Call & Times

Travis Scott may join Maroon 5 on unclear Super Bowl lineup

- By BETHONIE BUTLER

Rapper Travis Scott will reportedly perform alongside Maroon 5 during the Super Bowl halftime show, according to TMZ. The Associated Press stopped short of confirming the news but quoted a source as saying Scott is in talks to join the lineup.

The NFL has been typically mum on the halftime show lineup for Super Bowl LIII, which will take place Feb. 3 in Atlanta.

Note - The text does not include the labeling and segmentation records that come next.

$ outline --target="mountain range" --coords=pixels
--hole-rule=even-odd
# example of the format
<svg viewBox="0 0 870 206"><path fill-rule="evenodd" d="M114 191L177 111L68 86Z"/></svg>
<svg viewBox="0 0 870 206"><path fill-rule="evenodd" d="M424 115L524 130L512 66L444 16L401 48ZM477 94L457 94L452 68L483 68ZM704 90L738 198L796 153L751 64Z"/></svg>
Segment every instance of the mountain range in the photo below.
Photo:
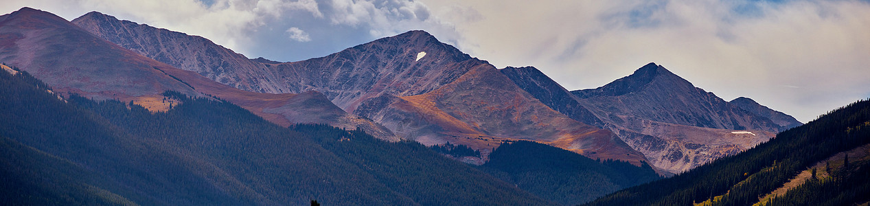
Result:
<svg viewBox="0 0 870 206"><path fill-rule="evenodd" d="M651 164L672 173L737 154L801 124L746 97L726 102L652 63L602 87L573 91L534 67L500 71L551 108L616 133Z"/></svg>
<svg viewBox="0 0 870 206"><path fill-rule="evenodd" d="M198 65L191 66L187 63L191 61L163 56L210 56L218 59L207 54L212 50L235 54L202 37L119 21L97 12L72 23L140 55L166 59L165 63L200 72L218 82L222 80L218 76L224 76L225 70L197 70L213 66L203 61L193 61ZM209 49L190 49L186 43L189 42L207 43L201 47ZM320 92L348 113L374 120L398 136L425 145L450 142L488 154L501 141L525 139L572 150L592 158L638 164L646 162L641 153L609 130L552 110L510 83L487 62L472 58L425 31L409 31L300 62L274 63L232 56L221 63L244 61L262 67L239 67L232 72L269 73L264 76L278 78L258 81L259 84L277 83L259 88L279 88L278 90L292 93ZM238 80L230 84L238 82L250 81ZM484 93L499 96L480 96ZM506 97L493 98L497 96ZM453 102L442 102L448 100ZM481 110L486 108L489 110Z"/></svg>
<svg viewBox="0 0 870 206"><path fill-rule="evenodd" d="M22 90L0 96L9 103L3 163L12 168L3 172L57 176L3 186L7 198L30 203L298 204L318 196L338 204L577 204L659 176L700 174L693 169L806 128L654 63L568 90L537 68L498 69L422 30L281 63L97 11L70 22L23 8L0 16L0 63L12 66L3 66L3 81ZM69 116L51 123L81 122L57 129L80 144L21 117L54 113ZM124 150L134 152L100 157ZM34 163L22 167L24 159ZM17 185L32 190L19 196L73 197L15 197Z"/></svg>

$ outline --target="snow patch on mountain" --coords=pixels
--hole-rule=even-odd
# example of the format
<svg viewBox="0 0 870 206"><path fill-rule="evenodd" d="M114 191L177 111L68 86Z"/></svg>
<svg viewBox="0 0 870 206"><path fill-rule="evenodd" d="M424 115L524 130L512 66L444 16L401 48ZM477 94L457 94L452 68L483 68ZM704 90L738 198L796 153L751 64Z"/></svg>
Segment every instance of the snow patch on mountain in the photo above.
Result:
<svg viewBox="0 0 870 206"><path fill-rule="evenodd" d="M751 131L732 131L731 134L749 134L755 136L755 134Z"/></svg>
<svg viewBox="0 0 870 206"><path fill-rule="evenodd" d="M417 53L417 60L414 60L414 62L420 61L420 58L423 58L423 56L426 56L425 51L420 51L420 53Z"/></svg>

The organizati­on has not yet confirmed Maroon 5’s headlining gig – reported widely in September – and reps for the league did not immediatel­y respond to a request for comment Thursday.

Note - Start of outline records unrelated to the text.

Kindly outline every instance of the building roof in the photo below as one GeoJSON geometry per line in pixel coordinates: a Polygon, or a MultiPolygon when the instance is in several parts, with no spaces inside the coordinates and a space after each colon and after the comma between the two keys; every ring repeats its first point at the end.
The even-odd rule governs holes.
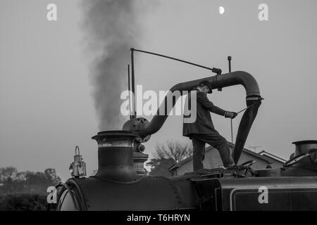
{"type": "MultiPolygon", "coordinates": [[[[234,144],[230,142],[230,141],[227,141],[227,142],[228,142],[228,146],[229,146],[229,148],[233,148],[234,144]]],[[[213,150],[213,149],[215,149],[215,148],[213,148],[213,147],[209,146],[208,146],[208,147],[206,148],[206,152],[210,151],[210,150],[213,150]]],[[[266,161],[266,162],[267,162],[267,163],[268,163],[268,164],[269,164],[269,163],[271,163],[271,161],[269,159],[268,159],[268,157],[270,158],[271,158],[271,159],[273,159],[273,160],[280,161],[280,162],[282,162],[282,163],[284,163],[284,162],[286,162],[286,160],[283,160],[282,158],[279,158],[279,157],[278,157],[278,156],[275,156],[275,155],[273,155],[273,154],[268,153],[267,153],[267,152],[266,152],[266,151],[264,151],[264,150],[263,150],[263,151],[261,152],[261,153],[263,153],[263,155],[261,155],[261,154],[260,154],[261,153],[255,153],[255,152],[254,152],[254,151],[252,151],[252,150],[251,150],[247,149],[247,148],[244,148],[242,149],[242,152],[244,153],[251,155],[252,155],[252,156],[254,156],[254,157],[255,157],[255,158],[259,158],[259,159],[261,159],[261,160],[263,160],[263,161],[266,161]],[[270,155],[270,156],[269,156],[269,155],[270,155]]],[[[169,171],[171,171],[171,170],[173,170],[173,169],[174,169],[178,168],[178,167],[180,167],[181,165],[185,164],[185,163],[187,162],[191,161],[192,160],[192,156],[189,156],[189,157],[187,157],[187,158],[185,158],[185,160],[182,160],[181,162],[178,162],[178,163],[176,163],[176,164],[173,165],[173,166],[171,166],[170,168],[168,168],[168,170],[169,170],[169,171]]]]}

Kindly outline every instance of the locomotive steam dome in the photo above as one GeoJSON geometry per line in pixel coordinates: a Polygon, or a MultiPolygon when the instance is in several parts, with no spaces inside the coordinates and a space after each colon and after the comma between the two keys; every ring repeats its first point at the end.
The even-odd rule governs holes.
{"type": "Polygon", "coordinates": [[[98,172],[72,178],[63,188],[59,210],[165,210],[195,209],[194,192],[184,179],[138,176],[133,169],[133,141],[126,131],[99,132],[98,172]],[[150,201],[149,200],[151,200],[150,201]]]}

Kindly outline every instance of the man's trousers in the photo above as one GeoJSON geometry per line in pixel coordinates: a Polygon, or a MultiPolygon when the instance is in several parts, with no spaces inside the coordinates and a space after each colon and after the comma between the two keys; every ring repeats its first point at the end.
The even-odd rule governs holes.
{"type": "Polygon", "coordinates": [[[228,142],[224,137],[215,130],[212,134],[192,134],[190,136],[193,146],[194,171],[204,169],[203,160],[205,158],[205,145],[209,143],[216,148],[220,153],[223,165],[228,167],[235,163],[228,142]]]}

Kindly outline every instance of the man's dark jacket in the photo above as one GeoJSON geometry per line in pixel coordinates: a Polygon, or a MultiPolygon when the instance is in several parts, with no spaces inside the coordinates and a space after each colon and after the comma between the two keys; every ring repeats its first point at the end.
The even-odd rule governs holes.
{"type": "MultiPolygon", "coordinates": [[[[193,123],[183,123],[182,135],[190,137],[191,134],[209,134],[215,132],[210,112],[220,115],[225,115],[225,111],[213,105],[207,95],[195,88],[192,91],[197,91],[197,119],[193,123]]],[[[190,110],[191,95],[188,94],[187,99],[189,109],[190,110]]],[[[190,117],[187,116],[187,117],[190,117]]],[[[184,117],[187,116],[184,115],[184,117]]]]}

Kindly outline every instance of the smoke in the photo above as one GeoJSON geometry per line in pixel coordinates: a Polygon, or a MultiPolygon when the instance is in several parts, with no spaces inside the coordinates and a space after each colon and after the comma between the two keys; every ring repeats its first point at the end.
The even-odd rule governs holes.
{"type": "Polygon", "coordinates": [[[128,89],[132,47],[142,37],[140,14],[147,7],[139,1],[82,0],[83,29],[94,56],[90,77],[99,130],[120,129],[121,92],[128,89]]]}

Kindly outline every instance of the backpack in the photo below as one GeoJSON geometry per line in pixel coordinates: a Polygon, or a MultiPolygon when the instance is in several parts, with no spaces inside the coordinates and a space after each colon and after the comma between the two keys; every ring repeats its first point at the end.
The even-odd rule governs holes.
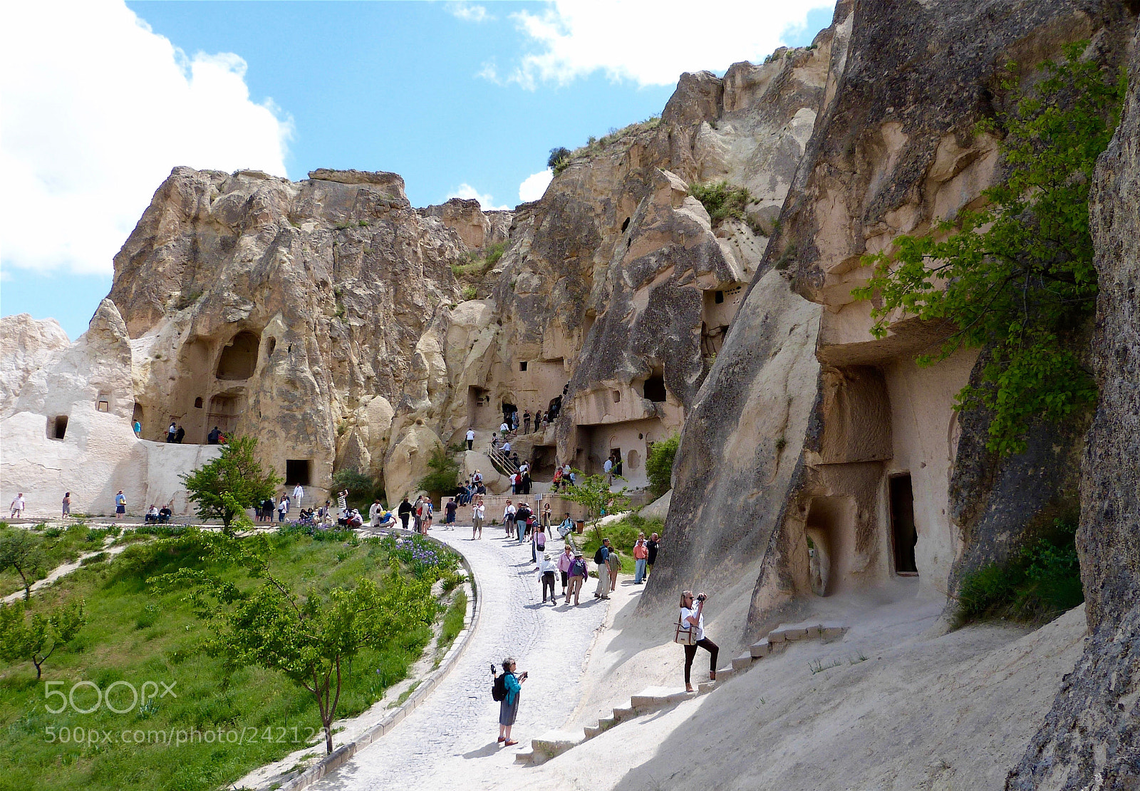
{"type": "Polygon", "coordinates": [[[506,700],[506,674],[500,672],[495,676],[495,683],[491,684],[491,700],[496,703],[500,703],[506,700]]]}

The halftime show would be the latest in a streak of career highlights for Scott, born Jacques Webster. His album “Astroworld,” released in August, debuted at No. 1 on the Billboard 200 chart, where it has remained in various Top 10 spots. Scott, who recently added more tour dates for his critically acclaimed Astroworld tour, also covers the January 2019 issue of Rolling Stone, which dubs him “rap’s newest superstar.” A rep for Scott also did not respond to a request for comment.

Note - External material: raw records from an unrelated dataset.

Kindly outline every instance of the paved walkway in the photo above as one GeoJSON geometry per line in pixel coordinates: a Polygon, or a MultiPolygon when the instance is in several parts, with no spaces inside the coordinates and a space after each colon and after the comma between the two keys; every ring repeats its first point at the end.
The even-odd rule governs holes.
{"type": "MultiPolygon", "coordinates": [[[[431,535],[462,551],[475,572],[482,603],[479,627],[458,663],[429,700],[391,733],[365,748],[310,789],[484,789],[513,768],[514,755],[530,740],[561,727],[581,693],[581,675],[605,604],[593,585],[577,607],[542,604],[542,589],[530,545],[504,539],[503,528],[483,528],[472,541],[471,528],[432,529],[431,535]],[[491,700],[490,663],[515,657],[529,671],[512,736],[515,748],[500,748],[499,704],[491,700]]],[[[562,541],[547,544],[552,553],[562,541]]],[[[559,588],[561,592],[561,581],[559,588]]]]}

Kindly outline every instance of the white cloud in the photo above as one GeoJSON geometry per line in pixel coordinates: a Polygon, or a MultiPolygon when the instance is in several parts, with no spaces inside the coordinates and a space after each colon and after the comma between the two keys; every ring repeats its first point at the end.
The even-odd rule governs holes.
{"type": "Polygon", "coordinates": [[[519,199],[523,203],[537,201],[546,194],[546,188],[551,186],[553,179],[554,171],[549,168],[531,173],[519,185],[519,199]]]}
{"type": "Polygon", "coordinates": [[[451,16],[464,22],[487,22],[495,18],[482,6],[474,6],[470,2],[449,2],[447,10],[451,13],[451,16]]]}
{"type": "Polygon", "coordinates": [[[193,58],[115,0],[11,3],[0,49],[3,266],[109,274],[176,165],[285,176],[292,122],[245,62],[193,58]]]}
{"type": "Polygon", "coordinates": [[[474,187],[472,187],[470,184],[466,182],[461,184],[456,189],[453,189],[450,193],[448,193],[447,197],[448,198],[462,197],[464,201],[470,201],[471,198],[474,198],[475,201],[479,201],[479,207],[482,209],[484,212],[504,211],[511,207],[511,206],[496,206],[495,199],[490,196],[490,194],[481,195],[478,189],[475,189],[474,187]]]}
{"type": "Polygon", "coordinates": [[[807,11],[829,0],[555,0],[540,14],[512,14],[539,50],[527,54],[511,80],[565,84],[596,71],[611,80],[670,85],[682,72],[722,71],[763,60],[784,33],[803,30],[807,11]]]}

Entertainm­ent slots for the upcoming halftime show have reportedly been tough to fill amid outcry over the National Football League’s alleged blacklisti­ng of Colin Kaepernick. The former San Francisco 49ers quarterbac­k set off controvers­y in 2016 when he began kneeling during the national anthem in protest of police brutality against black Americans. In the years since, hundreds of other NFL players have followed suit in a campaign against racial inequality.

In October, Us Weekly reported that Rihanna had turned down an offer to headline the halftime show in support of Kaepernick. Jay-Z, an outspoken supporter of the NFL free agent, implied that he had done the same on the song “Apes---,” released in June.

“I said no to the Super Bowl. You need me, I don’t need you/ Every night we in the end zone, tell the NFL we in stadiums too,” he rapped. The song is the lead single from “Everything Is Love,” the rapper’s joint album with his wife, Beyonce, who courted controvers­y during the 2016 Super Bowl halftime show – headlined by Coldplay – with a politicall­y charged performanc­e that evoked the Black Lives Matter organizati­on.

Maroon 5 hasn’t been immune to the debate. A change.org petition asking the Adam Levine-fronted band to drop out of the show in support of Kaepernick has received more than 75,000 signatures. Comedian Amy Schumer, who has faced her share of controvers­y, also called on Maroon 5 to drop out of the show in an October Instagram post. Scott has not directly weighed in on the protests, but he did tell Rolling Stone that the birth of his daughter, whose mother is reality star Kylie Jenner, has made him more attuned to political issues. He publicly supported Texas Democrat Beto O’Rourke in his U.S. Senate race during the 2018 midterms. Sen. Ted Cruz, R-Texas, retained his seat.

Others have criticized the NFL’s choice of Maroon 5, a band formed in Los Angeles, over Atlanta-based artists. The Georgia capital boasts a vibrant hip-hop scene that has spawned popular acts including Migos, Future, Outkast, T.I. and Ludacris. Rapper Waka Flocka told TMZ that the halftime show “should have somebody from Atlanta representi­ng Atlanta.”

Scott is from Houston. But rapper Big Boi, one-half of Outkast, is also reportedly in talks to join the lineup. Reports also cite Bronx chart-topper Cardi B, who appears alongside Maroon 5 on the hit single “Girls Like You,” as being in the running.